Tutorials

PheWAS - phenome-wide association study

PheWAS identifies the potential associated phenotypes of a gene of interest in a selected phenome. Phenomes may either be a large collection of classic clinical phenotypes, metabolites, or expression data sets.

To perform PheWAS, select "PheWAS" under the "Analysis" option, and then choose the phenome of interest from the list of "Data Source". The top data source "Phenotype" includes roughly 5,000 classic traits. Most other data sources are from eQTL transcriptome studies. Enter the gene of interest in the "Gene Symbol" box; the Manhattan plot to the right will summarize the linkage of phenotypes or expression traits with the genetic variants around the gene you entered. The table under the plot shows the detailed p values and phenotype names and categories. The detailed information for each phenotype can be visualized through hovering over the dots in the plot.

ePheWAS - expression-based phenome-wide association study

ePheWAS identifies the phenotypes associated with the transcript or protein expression level of the gene of interest in the clinical phenome.

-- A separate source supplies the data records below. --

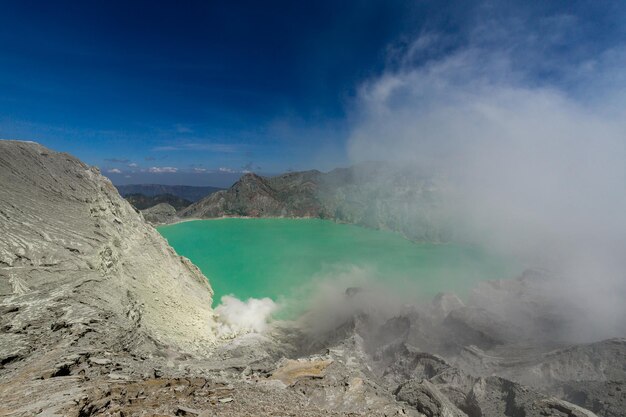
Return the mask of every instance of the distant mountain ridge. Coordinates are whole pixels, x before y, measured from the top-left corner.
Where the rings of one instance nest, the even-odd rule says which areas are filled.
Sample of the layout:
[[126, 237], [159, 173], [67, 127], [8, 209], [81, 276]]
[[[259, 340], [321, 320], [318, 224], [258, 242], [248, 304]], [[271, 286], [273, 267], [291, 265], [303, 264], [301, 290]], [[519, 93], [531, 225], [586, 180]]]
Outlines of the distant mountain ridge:
[[122, 197], [126, 197], [129, 194], [143, 194], [147, 197], [154, 197], [161, 194], [171, 194], [191, 202], [196, 202], [209, 194], [223, 190], [223, 188], [212, 186], [164, 184], [128, 184], [116, 185], [115, 187]]
[[138, 210], [145, 210], [161, 203], [167, 203], [176, 210], [184, 209], [192, 204], [190, 200], [173, 194], [158, 194], [155, 196], [147, 196], [144, 194], [126, 194], [124, 199], [128, 201]]
[[181, 218], [316, 217], [441, 242], [452, 237], [443, 180], [371, 162], [328, 173], [245, 174], [228, 190], [181, 210]]

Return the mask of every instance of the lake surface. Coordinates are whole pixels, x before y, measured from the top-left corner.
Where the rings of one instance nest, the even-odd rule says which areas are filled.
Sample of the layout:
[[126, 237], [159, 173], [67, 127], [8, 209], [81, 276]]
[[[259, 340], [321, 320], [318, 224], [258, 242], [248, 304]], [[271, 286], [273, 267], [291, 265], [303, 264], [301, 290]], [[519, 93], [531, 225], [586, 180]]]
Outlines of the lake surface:
[[158, 230], [209, 278], [214, 304], [228, 294], [293, 300], [317, 282], [349, 281], [351, 274], [416, 299], [440, 291], [463, 296], [480, 280], [521, 272], [476, 246], [413, 243], [397, 233], [318, 219], [197, 220]]

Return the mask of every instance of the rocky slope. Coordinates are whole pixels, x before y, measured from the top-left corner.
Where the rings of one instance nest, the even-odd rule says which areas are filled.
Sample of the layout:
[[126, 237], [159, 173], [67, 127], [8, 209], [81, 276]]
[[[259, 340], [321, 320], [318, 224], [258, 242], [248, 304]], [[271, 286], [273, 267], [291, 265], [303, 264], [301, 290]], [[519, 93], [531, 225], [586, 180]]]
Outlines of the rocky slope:
[[206, 278], [97, 169], [0, 141], [0, 183], [3, 376], [66, 372], [61, 356], [199, 354], [214, 343]]
[[323, 217], [316, 195], [319, 171], [264, 178], [245, 174], [230, 189], [218, 191], [181, 211], [181, 217]]
[[169, 224], [179, 220], [176, 208], [167, 203], [159, 203], [145, 210], [141, 210], [143, 218], [152, 225]]
[[2, 141], [0, 178], [4, 296], [93, 298], [163, 344], [196, 350], [211, 342], [208, 281], [96, 169]]
[[545, 279], [432, 305], [338, 288], [228, 334], [206, 278], [96, 169], [0, 141], [0, 415], [623, 416], [626, 340], [560, 337]]
[[446, 184], [411, 170], [382, 163], [351, 168], [293, 172], [276, 177], [246, 174], [180, 211], [180, 217], [319, 217], [391, 229], [409, 238], [452, 238], [443, 202]]

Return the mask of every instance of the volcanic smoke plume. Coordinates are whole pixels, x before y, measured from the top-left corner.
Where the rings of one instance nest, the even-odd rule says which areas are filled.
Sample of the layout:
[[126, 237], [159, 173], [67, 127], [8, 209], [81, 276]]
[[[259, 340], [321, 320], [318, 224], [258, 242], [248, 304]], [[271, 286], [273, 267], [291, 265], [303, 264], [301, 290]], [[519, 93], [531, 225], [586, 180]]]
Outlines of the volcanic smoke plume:
[[451, 52], [437, 33], [390, 49], [354, 103], [350, 155], [445, 180], [455, 239], [547, 268], [573, 338], [624, 335], [626, 45], [559, 66], [549, 51], [573, 28], [556, 23], [484, 20]]

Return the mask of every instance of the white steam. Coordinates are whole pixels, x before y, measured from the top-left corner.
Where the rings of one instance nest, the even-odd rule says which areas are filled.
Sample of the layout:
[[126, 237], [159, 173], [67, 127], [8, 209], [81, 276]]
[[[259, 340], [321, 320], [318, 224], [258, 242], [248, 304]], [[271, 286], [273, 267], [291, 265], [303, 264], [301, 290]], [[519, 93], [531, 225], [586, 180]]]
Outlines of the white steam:
[[232, 337], [244, 333], [263, 333], [278, 305], [270, 298], [249, 298], [241, 301], [230, 295], [221, 299], [215, 308], [218, 315], [218, 334]]
[[419, 300], [415, 288], [402, 292], [385, 285], [375, 270], [354, 265], [315, 277], [309, 296], [307, 312], [300, 321], [307, 333], [320, 337], [355, 314], [384, 322]]
[[[524, 42], [495, 32], [502, 44]], [[352, 161], [447, 178], [457, 236], [562, 276], [555, 303], [577, 305], [584, 327], [596, 326], [590, 337], [626, 331], [626, 80], [616, 76], [626, 48], [561, 68], [561, 88], [519, 64], [546, 57], [494, 50], [484, 32], [415, 65], [420, 48], [436, 47], [428, 36], [362, 85]]]

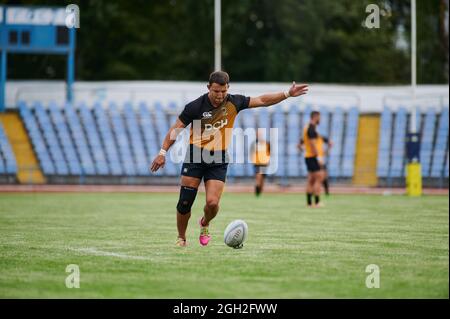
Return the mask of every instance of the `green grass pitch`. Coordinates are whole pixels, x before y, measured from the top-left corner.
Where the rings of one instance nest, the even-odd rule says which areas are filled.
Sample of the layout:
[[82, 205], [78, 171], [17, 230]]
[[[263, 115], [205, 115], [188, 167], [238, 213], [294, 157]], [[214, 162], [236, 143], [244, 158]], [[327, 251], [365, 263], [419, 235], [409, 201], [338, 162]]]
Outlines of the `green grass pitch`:
[[[1, 298], [448, 298], [448, 196], [224, 193], [198, 243], [175, 247], [178, 194], [0, 194]], [[223, 231], [244, 219], [243, 249]], [[80, 288], [65, 285], [66, 266]], [[380, 288], [366, 287], [366, 266]]]

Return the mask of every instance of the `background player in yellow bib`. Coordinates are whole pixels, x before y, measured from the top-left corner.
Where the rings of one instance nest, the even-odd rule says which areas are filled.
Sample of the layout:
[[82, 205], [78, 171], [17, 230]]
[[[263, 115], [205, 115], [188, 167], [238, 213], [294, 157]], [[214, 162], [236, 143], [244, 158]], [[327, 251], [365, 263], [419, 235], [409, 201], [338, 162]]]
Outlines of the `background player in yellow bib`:
[[186, 246], [186, 229], [191, 207], [202, 179], [206, 190], [203, 217], [199, 220], [200, 244], [208, 244], [209, 223], [219, 211], [228, 168], [227, 147], [237, 114], [247, 108], [270, 106], [290, 96], [306, 94], [308, 85], [295, 84], [288, 91], [263, 94], [258, 97], [228, 94], [230, 78], [226, 72], [216, 71], [209, 77], [208, 93], [188, 103], [164, 138], [159, 155], [150, 169], [156, 172], [166, 162], [166, 153], [180, 131], [191, 125], [190, 145], [181, 168], [181, 190], [177, 204], [178, 246]]
[[[325, 144], [327, 144], [327, 147], [325, 147]], [[317, 160], [319, 161], [319, 165], [322, 171], [322, 185], [325, 190], [325, 194], [329, 195], [330, 184], [328, 182], [327, 157], [330, 153], [331, 147], [333, 147], [333, 142], [329, 138], [319, 135], [319, 137], [317, 138], [317, 146], [319, 151]], [[300, 139], [300, 144], [298, 147], [300, 151], [305, 151], [305, 141], [303, 140], [303, 137]]]
[[[303, 143], [305, 163], [308, 169], [308, 180], [306, 184], [306, 202], [308, 207], [320, 207], [320, 191], [323, 181], [323, 172], [319, 162], [319, 156], [323, 155], [323, 145], [317, 132], [320, 123], [320, 113], [311, 112], [308, 125], [303, 129]], [[314, 195], [314, 203], [312, 196]]]
[[256, 141], [252, 145], [252, 163], [255, 167], [255, 195], [259, 196], [264, 187], [266, 169], [270, 162], [270, 143], [258, 130]]

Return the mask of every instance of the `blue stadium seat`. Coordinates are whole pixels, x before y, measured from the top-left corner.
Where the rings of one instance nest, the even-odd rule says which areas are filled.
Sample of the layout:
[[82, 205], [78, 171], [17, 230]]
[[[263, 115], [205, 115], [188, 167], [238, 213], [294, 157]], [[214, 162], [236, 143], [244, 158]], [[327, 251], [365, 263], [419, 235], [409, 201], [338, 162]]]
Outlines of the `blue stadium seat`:
[[[243, 114], [243, 113], [242, 113]], [[242, 114], [239, 115], [234, 122], [234, 129], [244, 129], [242, 120]], [[243, 177], [246, 176], [246, 153], [245, 153], [245, 137], [243, 134], [233, 134], [230, 143], [230, 152], [232, 165], [229, 165], [231, 169], [231, 176]]]
[[302, 132], [303, 132], [303, 128], [306, 127], [310, 121], [310, 116], [311, 116], [311, 111], [312, 111], [313, 107], [310, 104], [305, 105], [305, 108], [303, 109], [303, 114], [302, 114]]
[[87, 141], [92, 152], [97, 174], [108, 175], [110, 172], [109, 164], [106, 160], [106, 155], [103, 150], [103, 145], [97, 130], [97, 125], [95, 125], [92, 112], [84, 103], [79, 105], [78, 111], [84, 131], [86, 132], [86, 135], [89, 136]]
[[[167, 134], [167, 132], [169, 131], [170, 127], [174, 124], [174, 118], [175, 118], [175, 109], [176, 107], [174, 106], [173, 103], [169, 103], [167, 106], [163, 107], [164, 112], [166, 113], [165, 116], [165, 120], [166, 120], [166, 128], [167, 130], [165, 131], [165, 134]], [[165, 136], [165, 134], [163, 133], [163, 135]], [[164, 138], [164, 136], [162, 136]], [[161, 141], [161, 145], [162, 145], [162, 141]], [[177, 145], [178, 146], [178, 145]], [[173, 161], [172, 158], [172, 152], [174, 151], [174, 149], [171, 149], [170, 152], [170, 157], [168, 158], [167, 164], [167, 172], [170, 176], [176, 176], [179, 174], [181, 166], [180, 163], [176, 163]]]
[[6, 174], [13, 175], [17, 173], [17, 164], [15, 162], [5, 162]]
[[[270, 142], [269, 129], [276, 128], [278, 143], [271, 145], [271, 162], [277, 167], [275, 176], [305, 176], [306, 167], [297, 144], [312, 109], [311, 105], [304, 109], [291, 105], [287, 112], [282, 107], [274, 107], [240, 113], [235, 128], [241, 128], [244, 134], [234, 132], [232, 136], [229, 153], [233, 165], [229, 166], [228, 175], [254, 175], [249, 160], [256, 130], [250, 132], [248, 129], [267, 128], [266, 140]], [[327, 163], [329, 175], [349, 178], [354, 169], [359, 110], [356, 107], [347, 111], [341, 107], [331, 110], [325, 106], [319, 110], [318, 131], [334, 142]], [[75, 109], [71, 104], [60, 107], [50, 103], [45, 108], [41, 103], [30, 107], [20, 102], [19, 112], [45, 175], [178, 176], [188, 144], [189, 128], [172, 146], [164, 169], [150, 174], [149, 164], [158, 154], [169, 127], [177, 120], [179, 112], [175, 103], [164, 106], [156, 103], [151, 108], [145, 103], [136, 106], [125, 103], [123, 109], [115, 104], [104, 109], [96, 103], [92, 109], [85, 104]], [[423, 116], [417, 117], [424, 177], [448, 177], [448, 113], [448, 107], [440, 114], [427, 108]], [[387, 107], [383, 109], [377, 166], [379, 177], [402, 178], [405, 175], [408, 118], [405, 107], [398, 108], [395, 114]], [[237, 160], [241, 163], [236, 163]], [[0, 125], [0, 174], [16, 173], [14, 154]]]
[[444, 176], [448, 178], [448, 153], [447, 159], [445, 160]]
[[[169, 103], [170, 117], [169, 124], [172, 126], [178, 119], [179, 111], [176, 103]], [[189, 130], [183, 130], [177, 136], [175, 143], [170, 148], [170, 161], [174, 164], [177, 172], [181, 172], [181, 165], [184, 162], [187, 147], [189, 145]]]
[[125, 103], [124, 116], [137, 173], [141, 176], [149, 175], [150, 171], [148, 169], [148, 164], [151, 159], [148, 159], [146, 156], [140, 126], [138, 125], [136, 112], [131, 106], [131, 103]]
[[429, 108], [425, 114], [425, 121], [423, 125], [420, 143], [420, 164], [422, 167], [423, 177], [430, 176], [435, 123], [436, 123], [436, 111], [432, 108]]
[[330, 135], [330, 111], [325, 106], [320, 106], [320, 125], [317, 131], [321, 136], [328, 137]]
[[125, 171], [125, 175], [136, 176], [136, 167], [134, 165], [134, 160], [131, 156], [131, 151], [128, 145], [129, 136], [127, 136], [122, 116], [119, 113], [119, 110], [115, 103], [111, 103], [109, 105], [109, 113], [111, 116], [112, 130], [116, 137], [119, 156]]
[[[160, 144], [155, 132], [155, 125], [153, 124], [153, 120], [147, 105], [142, 102], [139, 104], [138, 109], [141, 130], [144, 137], [144, 145], [150, 164], [151, 161], [153, 161], [153, 159], [156, 157], [156, 155], [158, 155]], [[152, 175], [156, 176], [161, 176], [162, 174], [162, 170], [158, 170], [156, 173], [152, 173]]]
[[109, 117], [106, 115], [105, 109], [100, 103], [94, 104], [93, 112], [103, 146], [105, 147], [109, 170], [114, 176], [122, 176], [124, 175], [124, 170], [119, 159], [116, 141], [111, 131]]
[[359, 110], [352, 107], [347, 113], [345, 128], [344, 149], [342, 157], [343, 177], [353, 176], [353, 166], [355, 162], [356, 139], [358, 137]]
[[87, 144], [86, 135], [81, 126], [78, 114], [71, 103], [66, 103], [64, 115], [73, 138], [78, 158], [84, 175], [96, 175], [95, 165]]
[[[439, 123], [436, 131], [436, 142], [432, 155], [431, 177], [442, 177], [443, 173], [446, 173], [448, 177], [448, 166], [444, 169], [444, 165], [448, 165], [448, 110], [448, 107], [443, 108], [439, 116]], [[446, 158], [447, 164], [445, 164]]]
[[78, 156], [73, 146], [72, 138], [67, 127], [66, 120], [64, 119], [61, 109], [55, 104], [49, 105], [50, 119], [55, 125], [56, 135], [59, 139], [59, 143], [62, 147], [62, 152], [65, 156], [70, 175], [80, 175], [81, 165]]
[[269, 135], [270, 135], [270, 114], [269, 111], [267, 110], [267, 108], [263, 107], [263, 108], [258, 108], [256, 109], [256, 116], [257, 116], [257, 126], [258, 128], [264, 128], [266, 129], [266, 136], [265, 139], [269, 140]]
[[[286, 119], [285, 114], [281, 110], [281, 108], [275, 108], [273, 113], [273, 127], [278, 129], [278, 154], [271, 154], [271, 157], [278, 156], [278, 167], [275, 171], [275, 176], [277, 177], [285, 177], [286, 176]], [[274, 149], [272, 147], [272, 149]], [[273, 152], [272, 152], [273, 153]]]
[[6, 174], [6, 167], [3, 163], [3, 157], [0, 154], [0, 174]]
[[[167, 113], [162, 106], [161, 103], [155, 103], [154, 105], [154, 111], [155, 111], [155, 127], [158, 134], [158, 145], [161, 146], [164, 140], [164, 137], [166, 136], [167, 132], [169, 131], [170, 124], [168, 121]], [[166, 165], [163, 168], [163, 173], [165, 175], [169, 176], [176, 176], [179, 174], [179, 170], [177, 169], [177, 166], [171, 161], [166, 161]]]
[[389, 170], [390, 177], [404, 177], [405, 165], [405, 137], [407, 130], [407, 111], [400, 107], [397, 110], [394, 122], [394, 139], [392, 141], [392, 165]]
[[254, 110], [253, 112], [255, 112], [257, 127], [265, 130], [266, 135], [264, 136], [264, 138], [266, 140], [269, 140], [270, 128], [272, 126], [270, 125], [271, 118], [268, 108], [260, 107]]
[[69, 168], [61, 151], [61, 146], [56, 137], [53, 123], [50, 121], [47, 110], [45, 110], [42, 104], [38, 102], [35, 105], [34, 112], [36, 115], [37, 123], [39, 124], [39, 127], [43, 132], [44, 140], [47, 144], [47, 149], [49, 150], [50, 157], [53, 160], [56, 174], [68, 175]]
[[23, 101], [19, 102], [19, 113], [30, 136], [42, 172], [44, 175], [54, 175], [56, 170], [50, 155], [48, 154], [47, 146], [45, 145], [41, 131], [39, 130], [32, 111]]
[[291, 105], [287, 115], [287, 176], [300, 176], [300, 154], [297, 145], [300, 141], [300, 110], [297, 105]]
[[328, 170], [330, 177], [340, 177], [342, 136], [344, 132], [344, 111], [341, 107], [336, 107], [331, 117], [331, 133], [329, 138], [333, 140], [333, 147], [330, 150]]
[[240, 151], [244, 151], [244, 159], [245, 159], [245, 176], [251, 177], [255, 174], [253, 163], [251, 162], [251, 148], [256, 141], [256, 117], [255, 113], [252, 111], [243, 111], [240, 113], [240, 119], [242, 120], [241, 128], [244, 130], [245, 134], [245, 143], [244, 149]]
[[16, 158], [0, 122], [0, 174], [16, 174]]
[[380, 142], [378, 144], [377, 176], [389, 176], [389, 163], [391, 152], [392, 112], [384, 107], [380, 120]]

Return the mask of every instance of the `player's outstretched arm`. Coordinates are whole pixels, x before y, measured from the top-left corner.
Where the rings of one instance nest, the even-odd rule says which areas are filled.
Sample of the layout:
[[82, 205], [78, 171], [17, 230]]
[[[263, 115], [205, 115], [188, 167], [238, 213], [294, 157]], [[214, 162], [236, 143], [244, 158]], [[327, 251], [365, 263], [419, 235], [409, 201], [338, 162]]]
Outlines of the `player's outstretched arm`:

To perform ePheWAS, select "ePheWAS" under the "Analysis" option, and then choose the tissue(s) of interest from the list of "Data Source". The significance threshold will be automatically adjusted based on the number of tissues selected. Enter the gene of interest in the "Gene Symbol" box; the Manhattan plot to the right will summarize the association between clinical phenotypes and the expression levels of the gene you entered. The table under the plot shows the detailed p values and phenotype names and categories. The detailed information for each phenotype (corresponding tissue and phenotype details) can be visualized through hovering over the dots in the plot.

Mediation Analysis

Mediation analysis makes use of trans-QTLs of a gene of interest to identify the mediator (which has a cis-QTL, coinciding with the trans-QTL of the dependent variable) between the independent variable (here the trans-QTL) and the dependent variable (gene with a trans-QTL).

To perform mediation analysis, select "Mediation Analysis" under the "Analysis" option, and then choose the data set of interest from the list of "Data Source". Enter the gene of interest in the "Gene Symbol" box; the mediation plot to the right will show the potential mediators of the input gene, revealed by the drop of the QTL LOD score of the target gene. The table under the plot shows the detailed LOD values and gene symbols. The detailed information for each gene can be visualized through hovering over the dots in the plot. The genetic position of the input gene is indicated by a red triangle. The genetic position of the trans-QTL is indicated by a vertical dashed line.

Reverse-mediation Analysis

Reverse-mediation analysis is in one way the reverse approach of mediation analysis. Instead of starting the analysis from a gene with a trans-QTL, reverse-mediation analysis focuses on a gene with a cis-QTL (the cis-QTL is the independent variable and the gene serves as the mediator), and looks for other genes (dependent variables) that are mediated by the input gene.

To perform reverse-mediation analysis, select "Reverse Mediation Analysis" under the "Analysis" option, and then choose the data set of interest from the list of "Data Source". Enter the gene of interest in the "Gene Symbol" box; the reverse-mediation plot to the right will reveal the potential mediated targets of the input gene, identified by the significant drop in their QTL LOD scores in the plot. The table under the plot shows the detailed LOD values and gene symbols. The detailed information for each gene can be visualized through hovering over the dots in the plot. The genetic position of the input gene is indicated by a red triangle. The genetic position of the cis-QTL is indicated by a vertical dashed line.